Dr. McCurdy was one of the important members of the faculty. Of course, the girls on that corridor had no real right to the extra room. All they could do was to voice their disappointment—and they did that, one may be sure, with vociferation.
"And just when we had come to be so comfortably fixed here," groaned one, when the housekeeper had departed. "I know I shall dis-like that Mrs. Jaynes extremely."
"We won't speak to her!" cried Helen, in a somewhat vixenish tone.
"Maybe she won't care if we don't," laughed Ruth.

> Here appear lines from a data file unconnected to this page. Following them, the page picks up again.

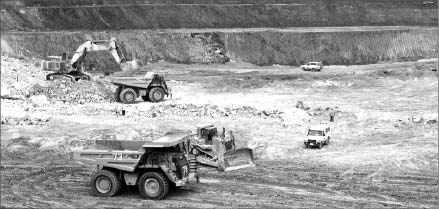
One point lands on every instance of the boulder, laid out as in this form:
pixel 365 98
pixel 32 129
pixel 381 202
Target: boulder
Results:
pixel 5 93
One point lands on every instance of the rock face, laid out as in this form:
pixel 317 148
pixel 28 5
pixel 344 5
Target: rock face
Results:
pixel 342 48
pixel 286 47
pixel 214 14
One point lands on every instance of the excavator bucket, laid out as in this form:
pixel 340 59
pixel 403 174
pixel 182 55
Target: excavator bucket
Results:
pixel 238 158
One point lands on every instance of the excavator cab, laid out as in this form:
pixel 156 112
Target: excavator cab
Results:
pixel 73 68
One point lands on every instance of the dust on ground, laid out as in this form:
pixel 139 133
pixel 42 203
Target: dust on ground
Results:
pixel 383 151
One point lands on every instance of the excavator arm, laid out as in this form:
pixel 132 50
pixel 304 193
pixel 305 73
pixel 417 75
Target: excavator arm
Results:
pixel 98 45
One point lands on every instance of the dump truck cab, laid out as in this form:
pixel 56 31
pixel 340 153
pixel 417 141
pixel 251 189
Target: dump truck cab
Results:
pixel 154 166
pixel 317 136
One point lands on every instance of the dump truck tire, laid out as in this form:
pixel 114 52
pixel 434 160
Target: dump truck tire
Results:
pixel 105 183
pixel 128 96
pixel 156 94
pixel 153 185
pixel 117 94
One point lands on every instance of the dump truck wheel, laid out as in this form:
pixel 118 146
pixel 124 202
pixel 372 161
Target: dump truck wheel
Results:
pixel 153 185
pixel 105 183
pixel 128 96
pixel 117 94
pixel 156 94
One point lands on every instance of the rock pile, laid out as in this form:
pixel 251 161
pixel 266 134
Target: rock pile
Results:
pixel 214 49
pixel 74 92
pixel 203 110
pixel 26 120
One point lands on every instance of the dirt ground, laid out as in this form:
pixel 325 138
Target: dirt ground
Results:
pixel 383 153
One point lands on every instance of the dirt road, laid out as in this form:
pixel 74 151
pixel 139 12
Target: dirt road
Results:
pixel 378 157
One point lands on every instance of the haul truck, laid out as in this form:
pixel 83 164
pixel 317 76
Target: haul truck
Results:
pixel 154 166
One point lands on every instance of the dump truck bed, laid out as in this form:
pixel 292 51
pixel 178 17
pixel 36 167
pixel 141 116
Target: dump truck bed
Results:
pixel 123 154
pixel 139 82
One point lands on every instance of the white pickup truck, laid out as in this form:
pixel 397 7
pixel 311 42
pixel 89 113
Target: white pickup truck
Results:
pixel 317 136
pixel 312 66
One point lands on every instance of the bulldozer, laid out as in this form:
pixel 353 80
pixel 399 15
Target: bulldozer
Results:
pixel 73 68
pixel 219 150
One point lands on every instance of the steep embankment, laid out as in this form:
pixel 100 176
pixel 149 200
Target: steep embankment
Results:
pixel 212 15
pixel 346 47
pixel 360 45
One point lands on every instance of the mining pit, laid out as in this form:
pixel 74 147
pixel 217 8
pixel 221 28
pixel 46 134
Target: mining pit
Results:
pixel 234 64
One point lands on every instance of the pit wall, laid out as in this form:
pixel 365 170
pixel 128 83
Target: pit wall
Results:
pixel 345 48
pixel 167 16
pixel 261 47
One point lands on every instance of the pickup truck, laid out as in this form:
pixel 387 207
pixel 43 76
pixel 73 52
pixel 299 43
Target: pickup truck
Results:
pixel 317 136
pixel 312 66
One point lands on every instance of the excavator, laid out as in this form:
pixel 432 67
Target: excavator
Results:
pixel 218 149
pixel 73 69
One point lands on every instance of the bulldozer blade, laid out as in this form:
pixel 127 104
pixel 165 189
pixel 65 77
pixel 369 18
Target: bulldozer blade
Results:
pixel 238 158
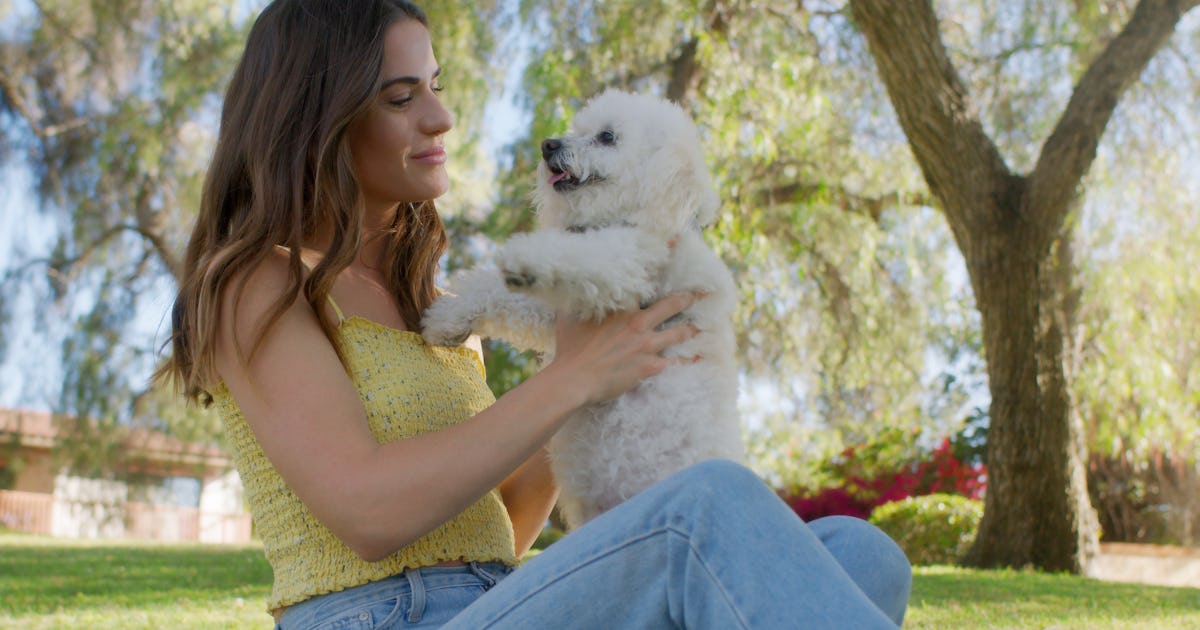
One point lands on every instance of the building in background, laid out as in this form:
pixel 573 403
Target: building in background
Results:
pixel 163 489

But it was no laughing matter, as they all felt. They made a gloomy party in the pretty sitting-room that last evening of its occupancy as a community resort.
"There's Clara Mayberry in her rocker again on that squeaky board," Rebecca Frayne remarked. "I hope she rocks on that board every evening over this woman's head who has turned us out."
"Let's all hope so," murmured Helen.
Jennie Stone suddenly sat upright in the rocker she was occupying, but continued to glare at the ceiling. A board in the floor of the room above had frequently annoyed them before. Clara Mayberry sometimes forgot and placed her rocker on that particular spot.
"If—if she had to listen to that long," gasped Jennie suddenly, "she would go crazy. She's just that kind of nervous female. I saw her at chapel this morning."
"But even Clara couldn't stand the squeak of that board long," Ruth observed, smiling.